Non porta più né il trench né la lente d’ingrandimento nel taschino, ma ieri come oggi Sherlok Holmes ha sempre un fascino intramontabile. Ma come è il detective privato nel 2012? Ne abbiamo incontrato uno, nipote del più famoso investigatore privato italiano Tom Ponzi: Luciano Ponzi.

Negli anni 50, Tom e il fratello minore Vittorio, figli di Francesco, aprono la prima agenzia investigativa in Italia, la Mercurius.
Pochi anni dopo, Vittorio, nel 1958, inaugura l’Istituto Internazionale Ponzi, gestito oggi dal figlio Luciano.

Quella dell’investigatore privato è una figura un po’ stereotipata. Lo immaginiamo come l’ispettore Clouseau, con impermeabile, pedinare gli amanti infedeli. Ma com’è davvero oggi il lavoro di un investigatore privato?

Spesso si pensa che fare l’investigatore privato voglia dire seguire mariti o mogli per indicazione dei rispettivi coniugi che si credono traditi. In realtà, il lavoro dell’investigatore privato, oltre alle storie di “corna” che sono sempre intramontabili, consiste anche e soprattutto in investigazioni aziendali. Oggi la globalizzazione dei mercati, l’era digitale e ambienti di lavoro sempre più competitivi sottopongono le aziende a rischi come spionaggio industriale, concorrenza sleale, infedeltà dei soci e dipendenti. Con la crisi molto è cambiato. Non è un caso che oggi, il 30% dei clienti sono privati, il 70% aziende. Ai privati, prima interessava solo sapere se il partner era infedele, ora ci chiamano per rivedere l’assegno di mantenimento, perché se il tradimento avviene in luogo pubblico può essere chiesto il danno biologico al coniuge. Le aziende, invece, che prima si rivolgevano all’investigatore soprattutto per controspionaggio e antisabotaggio, oggi chiedono un aiuto per il recupero crediti, per smascherare i dipendenti infedeli e per verificare la riservatezza delle proprie conversazioni attraverso il servizio di bonifiche telefoniche, ambientali e informatiche.La Luciano Ponzi Investigazioni è al fianco delle aziende che vogliono tutelare le propria attività salvaguardando investimenti e risultati.

Quali sono le caratteristiche di un buon investigatore privato?

Affidabilità, tecnologie d’avanguardia e modalità investigative sempre più efficaci. Intuito, sesto senso, passione per la verità e talento innato. Oggi una grande mano, poi, la danno

le tecnologie: il Gps, ha migliorato il modo di lavorare. Inoltre, requisiti fondamentali, oltre alla moralità e alla buona condotta, sono anche una laurea, più un periodo di praticantato. All’investigatore privato è richiesta la massima serietà e professionalità, quindi niente freelance ma solo professionisti con un contratto di subordinazione.

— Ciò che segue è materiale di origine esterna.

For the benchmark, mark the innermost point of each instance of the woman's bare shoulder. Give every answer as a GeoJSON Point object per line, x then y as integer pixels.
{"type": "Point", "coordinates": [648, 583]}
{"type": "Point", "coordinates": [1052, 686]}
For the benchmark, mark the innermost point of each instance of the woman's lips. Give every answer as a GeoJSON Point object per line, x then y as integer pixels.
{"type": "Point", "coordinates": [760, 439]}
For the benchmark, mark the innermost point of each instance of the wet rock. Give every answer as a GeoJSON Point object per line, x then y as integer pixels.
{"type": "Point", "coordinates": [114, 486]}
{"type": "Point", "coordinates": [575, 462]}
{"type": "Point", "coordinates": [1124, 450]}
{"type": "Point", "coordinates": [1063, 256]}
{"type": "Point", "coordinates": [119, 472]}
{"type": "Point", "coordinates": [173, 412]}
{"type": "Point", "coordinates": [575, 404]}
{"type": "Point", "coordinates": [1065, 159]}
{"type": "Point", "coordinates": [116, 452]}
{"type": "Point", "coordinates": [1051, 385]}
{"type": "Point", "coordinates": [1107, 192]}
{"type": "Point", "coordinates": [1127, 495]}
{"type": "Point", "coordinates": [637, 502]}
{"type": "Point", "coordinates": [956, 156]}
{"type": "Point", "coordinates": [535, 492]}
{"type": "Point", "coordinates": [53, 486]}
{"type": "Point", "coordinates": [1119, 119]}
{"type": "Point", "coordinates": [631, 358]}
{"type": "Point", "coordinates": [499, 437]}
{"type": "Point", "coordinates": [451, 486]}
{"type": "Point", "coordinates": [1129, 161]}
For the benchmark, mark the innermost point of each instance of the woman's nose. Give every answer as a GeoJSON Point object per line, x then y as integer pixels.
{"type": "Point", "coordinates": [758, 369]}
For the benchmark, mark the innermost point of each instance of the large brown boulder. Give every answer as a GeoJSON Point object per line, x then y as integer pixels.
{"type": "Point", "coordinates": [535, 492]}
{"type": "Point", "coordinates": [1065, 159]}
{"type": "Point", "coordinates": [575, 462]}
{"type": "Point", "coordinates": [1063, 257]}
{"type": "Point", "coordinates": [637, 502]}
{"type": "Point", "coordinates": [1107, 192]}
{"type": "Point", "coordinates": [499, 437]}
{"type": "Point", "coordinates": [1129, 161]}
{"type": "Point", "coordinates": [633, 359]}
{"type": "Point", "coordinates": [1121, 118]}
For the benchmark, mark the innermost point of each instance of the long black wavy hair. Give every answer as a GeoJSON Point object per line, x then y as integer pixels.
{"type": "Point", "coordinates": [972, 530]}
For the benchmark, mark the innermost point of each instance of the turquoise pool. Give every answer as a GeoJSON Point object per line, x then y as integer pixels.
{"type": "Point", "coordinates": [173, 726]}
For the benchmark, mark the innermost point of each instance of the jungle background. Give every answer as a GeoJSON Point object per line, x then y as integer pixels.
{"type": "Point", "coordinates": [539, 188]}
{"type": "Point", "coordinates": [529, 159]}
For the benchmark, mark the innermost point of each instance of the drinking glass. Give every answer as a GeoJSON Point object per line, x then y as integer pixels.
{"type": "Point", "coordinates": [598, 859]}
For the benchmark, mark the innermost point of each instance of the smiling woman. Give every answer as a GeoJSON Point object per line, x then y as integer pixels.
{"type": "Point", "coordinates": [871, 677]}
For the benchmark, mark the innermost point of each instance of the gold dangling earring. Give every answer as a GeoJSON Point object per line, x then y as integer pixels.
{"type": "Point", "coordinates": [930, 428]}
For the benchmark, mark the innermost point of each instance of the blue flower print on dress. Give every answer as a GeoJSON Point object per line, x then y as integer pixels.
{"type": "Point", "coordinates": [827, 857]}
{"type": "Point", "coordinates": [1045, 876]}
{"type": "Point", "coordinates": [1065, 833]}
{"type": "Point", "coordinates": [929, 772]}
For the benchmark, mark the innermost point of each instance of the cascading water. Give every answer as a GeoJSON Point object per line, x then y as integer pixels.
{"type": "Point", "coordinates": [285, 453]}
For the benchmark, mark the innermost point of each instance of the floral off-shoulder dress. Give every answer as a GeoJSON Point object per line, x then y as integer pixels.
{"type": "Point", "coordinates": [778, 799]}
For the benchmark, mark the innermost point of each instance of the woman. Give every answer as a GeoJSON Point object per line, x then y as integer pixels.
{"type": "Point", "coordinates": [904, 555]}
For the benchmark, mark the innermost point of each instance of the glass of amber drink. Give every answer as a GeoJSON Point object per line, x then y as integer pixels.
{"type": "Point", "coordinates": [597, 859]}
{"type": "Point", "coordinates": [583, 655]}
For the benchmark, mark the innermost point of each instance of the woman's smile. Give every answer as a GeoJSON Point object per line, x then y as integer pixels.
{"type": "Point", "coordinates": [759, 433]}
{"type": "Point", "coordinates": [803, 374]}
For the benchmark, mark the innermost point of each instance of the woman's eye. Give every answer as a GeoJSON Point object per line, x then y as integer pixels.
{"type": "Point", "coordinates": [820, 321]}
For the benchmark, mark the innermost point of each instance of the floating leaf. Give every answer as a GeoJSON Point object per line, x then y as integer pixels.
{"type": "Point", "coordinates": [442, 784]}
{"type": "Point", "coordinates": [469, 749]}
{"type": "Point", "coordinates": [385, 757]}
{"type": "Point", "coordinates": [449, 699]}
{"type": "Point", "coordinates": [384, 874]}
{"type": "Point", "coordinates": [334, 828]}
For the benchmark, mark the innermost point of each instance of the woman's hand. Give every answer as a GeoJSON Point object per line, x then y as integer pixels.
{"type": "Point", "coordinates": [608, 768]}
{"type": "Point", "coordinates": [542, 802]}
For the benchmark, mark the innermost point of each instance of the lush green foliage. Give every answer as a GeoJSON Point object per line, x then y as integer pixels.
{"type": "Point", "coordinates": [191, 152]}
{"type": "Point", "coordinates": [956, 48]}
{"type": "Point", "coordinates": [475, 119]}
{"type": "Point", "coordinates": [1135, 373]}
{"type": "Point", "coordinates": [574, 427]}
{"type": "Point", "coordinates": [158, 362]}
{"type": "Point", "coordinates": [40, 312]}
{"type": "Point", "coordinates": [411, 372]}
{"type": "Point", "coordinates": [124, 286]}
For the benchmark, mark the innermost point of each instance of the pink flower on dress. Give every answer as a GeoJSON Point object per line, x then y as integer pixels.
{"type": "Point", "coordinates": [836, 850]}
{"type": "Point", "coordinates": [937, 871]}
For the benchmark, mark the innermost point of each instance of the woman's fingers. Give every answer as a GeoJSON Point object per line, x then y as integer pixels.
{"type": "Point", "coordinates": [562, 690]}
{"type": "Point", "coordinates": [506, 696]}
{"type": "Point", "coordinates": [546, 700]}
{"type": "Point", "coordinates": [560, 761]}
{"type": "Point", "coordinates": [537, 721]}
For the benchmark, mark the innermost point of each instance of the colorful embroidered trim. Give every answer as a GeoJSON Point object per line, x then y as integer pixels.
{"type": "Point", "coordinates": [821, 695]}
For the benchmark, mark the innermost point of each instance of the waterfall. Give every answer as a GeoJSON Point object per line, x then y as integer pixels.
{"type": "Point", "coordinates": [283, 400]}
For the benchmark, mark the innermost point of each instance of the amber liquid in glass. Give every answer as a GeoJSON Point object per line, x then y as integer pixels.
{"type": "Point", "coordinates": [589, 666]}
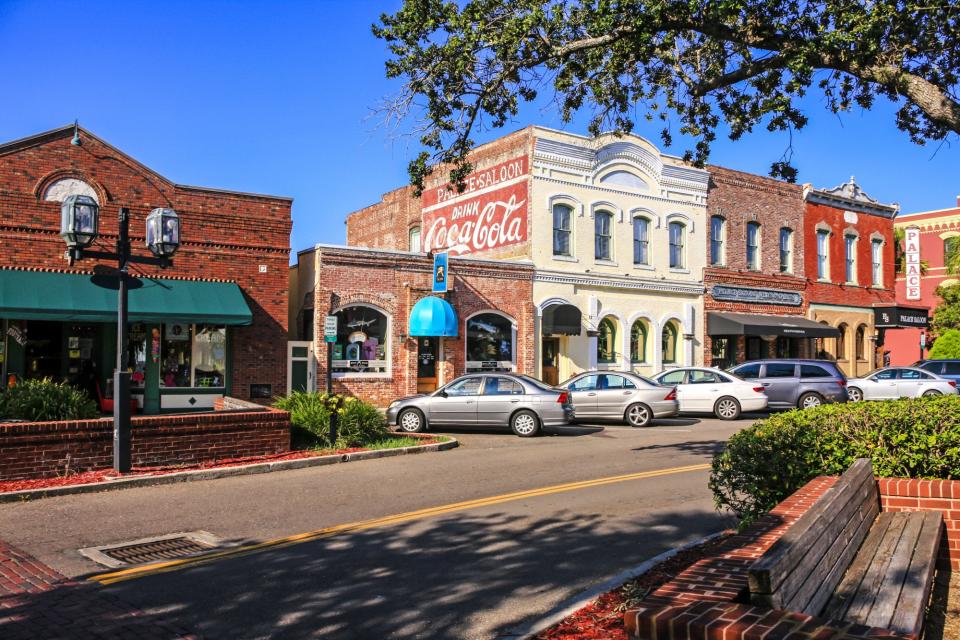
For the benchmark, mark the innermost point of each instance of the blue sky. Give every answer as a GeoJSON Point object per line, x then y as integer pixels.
{"type": "Point", "coordinates": [280, 98]}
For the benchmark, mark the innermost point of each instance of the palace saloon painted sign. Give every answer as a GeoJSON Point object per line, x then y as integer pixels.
{"type": "Point", "coordinates": [490, 213]}
{"type": "Point", "coordinates": [911, 242]}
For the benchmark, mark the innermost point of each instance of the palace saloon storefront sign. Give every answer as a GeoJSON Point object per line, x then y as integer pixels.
{"type": "Point", "coordinates": [490, 213]}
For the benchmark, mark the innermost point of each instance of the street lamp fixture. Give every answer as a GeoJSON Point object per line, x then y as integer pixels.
{"type": "Point", "coordinates": [79, 225]}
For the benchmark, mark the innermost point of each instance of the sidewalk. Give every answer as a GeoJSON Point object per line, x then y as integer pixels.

Quali sono i casi più difficili con cui ha avuto a che fare?

Le sembrerà buffo, ma in generale, le storie di tradimenti: gli amanti ti sfiancano, cambiano macchina, chiedono all’amico di fare controspionaggio. E’ più ingarbugliato svelare un’infedeltà che un ladro.

La recente bancarotta di sua cugina Miriam le avrà creato problemi, immagino. Cosa ci può dire al riguardo?

Il caso di mia cugina Miriam, rappresenta l’unico neo, nella storia di Ponzi Investigazioni.

Questa vicenda ha danneggiato l’immagine della nostra famiglia, che con lei non ha mai avuto alcun collegamento commerciale, anche personalmente ci saremo incontrati un paio di occasioni quando ero bambino. Confido comunque pienamente nell’attività della magistratura. Sottolineo anche che la nostra attività è iniziata a Brescia nel lontano 1958. Abbiamo pagato la colpa, se così si può dire, di non aver mai fatto noi una distinzione netta tra lei e noi. E’ nostra cugina ma non c’ mai stato nessun tipo di rapporto tra noi e lei. Quello che mi ha inculcato papà Vittorio è la fermezza e l’onestà da tutti i punti di vista”.